In recent years, our society has failed to invest in things like cold
fusion, and also in conventional technology such as automobiles. Of
course there are many complex reasons, but I believe that one of them
is the recurring financial bubbles and rampant criminality on Wall
Street and in banks. Everyone is familiar with Enron, the sub-prime
loan cases and so on. Two more cases have been reported in the news
recently and they are more stark -- or more emblematic of the era --
you might say. They illustrate the irrational bender that our society
is going through:
Bernard Madoff, a securities trader and investment adviser has
apparently stolen $50 billion in a Ponzi scheme. See:
http://online.wsj.com/article/SB122909368630101789.html?mod=googlenews_wsj
Marc S. Dreier is accused of stealing $380 million using schemes that
are so mind-bogglingly stupid and transparent, I am amazed that he
managed to steal $100. See:
http://www.nytimes.com/2008/12/12/nyregion/12lawyer.html?ref=business
Some quotes:
"A prominent New York lawyer arrested this week on fraud charges
ranks as "a Houdini of impersonation and false documents" who used
guile, a box of cellphones and a series of phony Web sites and e-mail
addresses to steal more than $380 million, a federal prosecutor said
on Thursday. . . ."
. . . Mr. Dreier was initially arrested in Canada on Dec. 2 after an
elaborate ruse to sell $45 million of the phony promissory notes
there collapsed, according to a Toronto police department document.

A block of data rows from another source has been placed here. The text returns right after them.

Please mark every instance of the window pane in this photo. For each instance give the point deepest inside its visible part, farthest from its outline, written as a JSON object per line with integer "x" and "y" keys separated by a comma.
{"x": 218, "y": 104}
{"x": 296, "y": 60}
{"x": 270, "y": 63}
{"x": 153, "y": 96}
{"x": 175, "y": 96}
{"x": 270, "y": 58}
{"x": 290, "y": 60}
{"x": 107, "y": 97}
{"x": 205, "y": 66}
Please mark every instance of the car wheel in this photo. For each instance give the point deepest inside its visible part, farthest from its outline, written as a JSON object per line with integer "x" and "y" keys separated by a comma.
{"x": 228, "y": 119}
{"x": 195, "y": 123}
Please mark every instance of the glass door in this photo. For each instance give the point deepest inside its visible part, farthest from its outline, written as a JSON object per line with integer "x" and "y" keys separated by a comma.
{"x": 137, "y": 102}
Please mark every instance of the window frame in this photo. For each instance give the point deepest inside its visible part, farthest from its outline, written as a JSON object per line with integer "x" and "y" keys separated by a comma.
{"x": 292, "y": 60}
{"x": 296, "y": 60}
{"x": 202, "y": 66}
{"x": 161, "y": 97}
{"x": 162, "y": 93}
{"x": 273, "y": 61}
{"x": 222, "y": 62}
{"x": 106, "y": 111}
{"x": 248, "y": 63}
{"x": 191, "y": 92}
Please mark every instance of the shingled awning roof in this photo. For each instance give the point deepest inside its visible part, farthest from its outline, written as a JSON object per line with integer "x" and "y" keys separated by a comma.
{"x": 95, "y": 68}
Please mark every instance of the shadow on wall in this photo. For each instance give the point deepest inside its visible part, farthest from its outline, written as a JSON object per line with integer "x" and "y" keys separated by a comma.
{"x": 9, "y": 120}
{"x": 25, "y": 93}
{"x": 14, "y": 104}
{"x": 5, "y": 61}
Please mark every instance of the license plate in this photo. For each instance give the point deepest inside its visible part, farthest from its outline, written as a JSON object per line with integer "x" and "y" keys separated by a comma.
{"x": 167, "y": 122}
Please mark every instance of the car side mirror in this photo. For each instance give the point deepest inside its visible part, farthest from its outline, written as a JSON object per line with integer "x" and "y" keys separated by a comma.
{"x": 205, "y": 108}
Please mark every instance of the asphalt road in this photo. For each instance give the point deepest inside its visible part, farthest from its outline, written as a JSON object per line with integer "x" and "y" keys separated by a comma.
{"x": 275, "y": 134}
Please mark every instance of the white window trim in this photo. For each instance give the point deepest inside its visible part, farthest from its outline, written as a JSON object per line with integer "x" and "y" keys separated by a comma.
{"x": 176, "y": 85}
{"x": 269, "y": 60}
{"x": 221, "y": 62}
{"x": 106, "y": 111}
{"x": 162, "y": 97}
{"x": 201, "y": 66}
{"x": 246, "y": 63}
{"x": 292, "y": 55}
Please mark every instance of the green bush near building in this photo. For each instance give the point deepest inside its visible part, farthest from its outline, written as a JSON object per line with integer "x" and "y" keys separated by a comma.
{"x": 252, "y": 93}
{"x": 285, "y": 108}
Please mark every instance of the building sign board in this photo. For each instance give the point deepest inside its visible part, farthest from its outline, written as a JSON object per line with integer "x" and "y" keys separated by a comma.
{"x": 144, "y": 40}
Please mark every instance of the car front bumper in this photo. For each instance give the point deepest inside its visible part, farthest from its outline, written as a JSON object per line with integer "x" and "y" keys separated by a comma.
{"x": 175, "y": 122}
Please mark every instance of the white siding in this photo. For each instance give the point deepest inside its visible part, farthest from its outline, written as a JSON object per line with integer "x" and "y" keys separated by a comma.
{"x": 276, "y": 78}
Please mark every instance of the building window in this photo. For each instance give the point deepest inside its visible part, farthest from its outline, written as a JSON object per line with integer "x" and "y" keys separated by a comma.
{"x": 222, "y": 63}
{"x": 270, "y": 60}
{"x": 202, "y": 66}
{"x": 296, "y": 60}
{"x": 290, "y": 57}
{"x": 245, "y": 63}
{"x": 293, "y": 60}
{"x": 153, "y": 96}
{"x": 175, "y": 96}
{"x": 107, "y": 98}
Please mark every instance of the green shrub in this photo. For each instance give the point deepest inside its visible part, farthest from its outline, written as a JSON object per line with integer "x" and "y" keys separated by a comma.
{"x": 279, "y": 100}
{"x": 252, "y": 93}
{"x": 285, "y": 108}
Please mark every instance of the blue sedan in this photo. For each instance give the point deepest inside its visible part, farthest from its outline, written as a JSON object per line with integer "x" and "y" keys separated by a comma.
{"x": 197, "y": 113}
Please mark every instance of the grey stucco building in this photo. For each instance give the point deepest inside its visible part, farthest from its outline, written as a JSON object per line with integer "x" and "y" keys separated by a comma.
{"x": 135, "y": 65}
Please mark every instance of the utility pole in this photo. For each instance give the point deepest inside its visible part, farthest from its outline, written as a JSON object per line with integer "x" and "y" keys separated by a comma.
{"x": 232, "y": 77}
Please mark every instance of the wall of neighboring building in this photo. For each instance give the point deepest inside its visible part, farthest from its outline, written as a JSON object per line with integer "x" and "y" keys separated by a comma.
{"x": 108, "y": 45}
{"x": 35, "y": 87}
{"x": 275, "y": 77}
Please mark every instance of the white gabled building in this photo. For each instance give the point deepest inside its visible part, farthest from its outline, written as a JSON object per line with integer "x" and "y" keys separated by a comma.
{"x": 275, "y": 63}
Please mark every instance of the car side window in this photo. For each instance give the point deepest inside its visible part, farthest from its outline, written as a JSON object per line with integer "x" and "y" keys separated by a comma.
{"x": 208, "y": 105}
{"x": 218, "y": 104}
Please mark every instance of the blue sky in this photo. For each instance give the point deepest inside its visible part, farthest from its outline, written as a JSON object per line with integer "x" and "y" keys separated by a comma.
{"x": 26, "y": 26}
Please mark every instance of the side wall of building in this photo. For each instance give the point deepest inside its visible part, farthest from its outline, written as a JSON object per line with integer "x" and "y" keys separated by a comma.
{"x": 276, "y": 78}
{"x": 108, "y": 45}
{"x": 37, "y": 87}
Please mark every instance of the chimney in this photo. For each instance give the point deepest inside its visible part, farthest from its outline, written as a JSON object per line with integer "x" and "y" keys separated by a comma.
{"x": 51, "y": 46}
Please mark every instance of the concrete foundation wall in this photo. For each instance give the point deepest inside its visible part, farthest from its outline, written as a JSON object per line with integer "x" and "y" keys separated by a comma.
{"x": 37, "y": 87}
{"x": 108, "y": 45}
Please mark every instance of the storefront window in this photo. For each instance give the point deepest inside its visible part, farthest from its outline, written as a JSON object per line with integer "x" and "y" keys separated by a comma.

After meeting with a lawyer for a teachers' pension plan on another
matter and obtaining that man's business card, Mr. Dreier asked to
use a phone and was ushered into a conference room by a secretary,
according to the document. A short time later, he used the room to
meet with the representative of a hedge fund whom he had previously
invited to the offices, and impersonated the lawyer whose card he had
just been handed.
But the scheme quickly unraveled, authorities said, when the hedge
fund representative and the secretary felt something was amiss, and
Mr. Dreier was arrested soon after. . . ."
Can you imagine trying to steal $45 million by impersonating someone
who is in the next room?!? He should, at least, get the Nobel prize
for chutzpah.
I am a cynical person and always ready to believe the worst, but I
never imagined there were so many incompetent people and so many
crooks on Wall Street, or that the regulators were so lax.
Our economy, banks and investment institutions and so on appear to so
dysfunctional, you wonder how they ever managed to work in the first
place. Of course there has always been a measure of corruption. Wall
Street has always been a gambling casino in some ways. But these
institutions used to build wealth and reward innovation. Now they
seem to be destroying wealth to an extent not seen since 1929.
This sort of corruption always surfaces at the end of a financial bubble era.
This kind of mania has occurred many times throughout history. See:
C. Mackay, "Extraordinary Popular Delusions & the Madness of Crowds"
(1841). An excellent modern source is the documentary movie about
Enron, "The Smartest Guys in the Room."
I have read many books and historical accounts of these incidents.
Something that is not often noted is that when a financial bubble is
at its peak years, investments in conventional, sound industry
languishes (as we see in the automobile industry), and investments in
high-risk, high-return ventures nearly disappear (cold fusion is an
example). Presumably this is because people who want to take risks
are not adverse to gambling, and a bubble based on the greater fool
theory is a gamble, by definition. It is a highly lucrative gamble
while it lasts. Even if you could make a cold fusion reactor work, it
would be difficult to make as much money as quickly as people have
done in the subprime mortgage Ponzi schemes. In the 1850s, big-time
San Francisco gamblers would sometimes risk $100,000 a night ($2.3
million in 2008 dollars), but Theodore Judah could not persuade them
to risk $6,000 on the transcontinental railroad, which turned out to
be one of the most lucrative investments in history.